Swift 类型转换 [英] Swift type conversions
问题描述
全部:
根据 Swift Programming 一书,p.52,下面的代码不应该工作,因为 x 是 Int64 而 y 显然是 Int16,但 Swift playground 批准了.
According to the Swift Programming book, p. 52, the code below should not work because x is Int64 and y is obviously Int16, yet the Swift playground approves.
var x:Int = 32
var y:Int16 = 12
x + y
如果我使用 -、* 或/,编译器会反对,那么这是一个错误吗?如果不是,那么 + 有什么不同?
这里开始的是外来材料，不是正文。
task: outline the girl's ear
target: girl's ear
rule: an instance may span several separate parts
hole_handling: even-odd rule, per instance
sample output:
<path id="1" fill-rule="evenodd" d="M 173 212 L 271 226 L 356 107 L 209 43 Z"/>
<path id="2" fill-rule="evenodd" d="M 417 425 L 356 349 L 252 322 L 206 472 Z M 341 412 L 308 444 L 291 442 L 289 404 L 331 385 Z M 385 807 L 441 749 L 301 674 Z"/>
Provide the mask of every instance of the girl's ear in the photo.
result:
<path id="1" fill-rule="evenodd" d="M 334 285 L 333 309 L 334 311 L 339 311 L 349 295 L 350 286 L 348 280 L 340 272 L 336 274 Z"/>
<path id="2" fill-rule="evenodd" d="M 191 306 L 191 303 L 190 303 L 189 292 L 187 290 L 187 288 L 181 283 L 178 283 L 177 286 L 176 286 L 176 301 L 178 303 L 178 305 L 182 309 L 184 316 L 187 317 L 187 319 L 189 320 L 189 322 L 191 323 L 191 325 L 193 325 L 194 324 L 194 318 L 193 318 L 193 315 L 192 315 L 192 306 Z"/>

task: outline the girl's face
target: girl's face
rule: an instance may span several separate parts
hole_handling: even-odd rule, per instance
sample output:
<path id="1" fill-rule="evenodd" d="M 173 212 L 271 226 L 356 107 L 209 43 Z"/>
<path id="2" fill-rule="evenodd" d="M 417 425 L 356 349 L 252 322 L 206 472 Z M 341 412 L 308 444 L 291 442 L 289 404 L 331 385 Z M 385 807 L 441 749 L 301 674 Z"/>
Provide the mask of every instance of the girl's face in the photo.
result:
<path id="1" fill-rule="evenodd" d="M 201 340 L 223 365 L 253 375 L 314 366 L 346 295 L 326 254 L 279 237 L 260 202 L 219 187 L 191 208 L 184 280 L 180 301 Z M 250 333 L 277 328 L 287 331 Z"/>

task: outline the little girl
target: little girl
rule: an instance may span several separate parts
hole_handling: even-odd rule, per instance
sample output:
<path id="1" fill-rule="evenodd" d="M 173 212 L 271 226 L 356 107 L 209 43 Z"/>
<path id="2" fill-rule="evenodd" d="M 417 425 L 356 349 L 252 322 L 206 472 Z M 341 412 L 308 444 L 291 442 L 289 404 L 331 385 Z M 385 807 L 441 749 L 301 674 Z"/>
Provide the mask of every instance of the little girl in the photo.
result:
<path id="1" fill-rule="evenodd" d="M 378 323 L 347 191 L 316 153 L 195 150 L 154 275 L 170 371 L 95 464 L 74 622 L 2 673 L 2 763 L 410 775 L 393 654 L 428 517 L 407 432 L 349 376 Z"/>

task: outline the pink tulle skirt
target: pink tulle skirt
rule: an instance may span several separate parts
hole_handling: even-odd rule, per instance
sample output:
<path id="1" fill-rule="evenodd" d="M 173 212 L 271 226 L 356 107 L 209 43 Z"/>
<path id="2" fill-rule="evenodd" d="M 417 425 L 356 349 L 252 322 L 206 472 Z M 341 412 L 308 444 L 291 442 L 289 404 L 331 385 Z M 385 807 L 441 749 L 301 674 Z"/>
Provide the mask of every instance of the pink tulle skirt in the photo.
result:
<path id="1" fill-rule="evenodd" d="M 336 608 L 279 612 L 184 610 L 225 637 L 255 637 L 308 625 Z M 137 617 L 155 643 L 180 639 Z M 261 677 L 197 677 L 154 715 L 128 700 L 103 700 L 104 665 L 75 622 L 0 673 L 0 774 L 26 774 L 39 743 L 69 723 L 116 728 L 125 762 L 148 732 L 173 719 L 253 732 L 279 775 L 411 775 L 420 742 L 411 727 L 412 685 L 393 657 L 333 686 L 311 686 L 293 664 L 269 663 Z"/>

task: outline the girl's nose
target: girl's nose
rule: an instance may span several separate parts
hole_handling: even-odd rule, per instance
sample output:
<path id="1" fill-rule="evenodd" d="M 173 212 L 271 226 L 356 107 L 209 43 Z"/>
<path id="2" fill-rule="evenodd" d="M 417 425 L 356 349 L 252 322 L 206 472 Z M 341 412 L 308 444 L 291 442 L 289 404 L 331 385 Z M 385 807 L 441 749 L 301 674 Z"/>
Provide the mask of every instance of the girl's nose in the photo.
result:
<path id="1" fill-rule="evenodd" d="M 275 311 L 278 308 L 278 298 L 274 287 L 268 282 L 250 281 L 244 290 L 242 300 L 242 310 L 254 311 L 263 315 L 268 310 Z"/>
If I use -, * or /, the compiler does object, so is this a bug? If not, what's different about +?
迈克尔
推荐答案
+
运算符有两个通用声明,可以处理一侧的 Strideable
值和一个值在与第一个值的 Stride
别名匹配的另一侧.它在这种情况下有效,因为 (a) Int16
通过 RandomAccessIndexType
符合 Strideable
,并且 Int
是 Int16
和所有其他整数类型的 >stride 别名.
The +
operator has two generic declarations that can handle a Strideable
value on one side and a value on the other side that matches the first value's Stride
alias. It works in this case because (a) Int16
conforms to Strideable
via RandomAccessIndexType
, and Int
is the Stride
alias for Int16
and all the other integer types.
换句话说,您正在调用这些函数中的第一个,而不是第二个:
In other words, you're calling the first of these functions, not the second:
// Int on the left, Int16 on the right:
func +<T : Strideable>(lhs: T.Stride, rhs: T) -> T
// Int16 would have to be on both sides:
func +(lhs: Int16, rhs: Int16) -> Int16
文档: Int16
类型、+
运算符、Strideable
协议.
Documentation: Int16
type, +
operator, Strideable
protocol.
这篇关于Swift 类型转换的文章就介绍到这了,希望我们推荐的答案对大家有所帮助,也希望大家多多支持IT屋!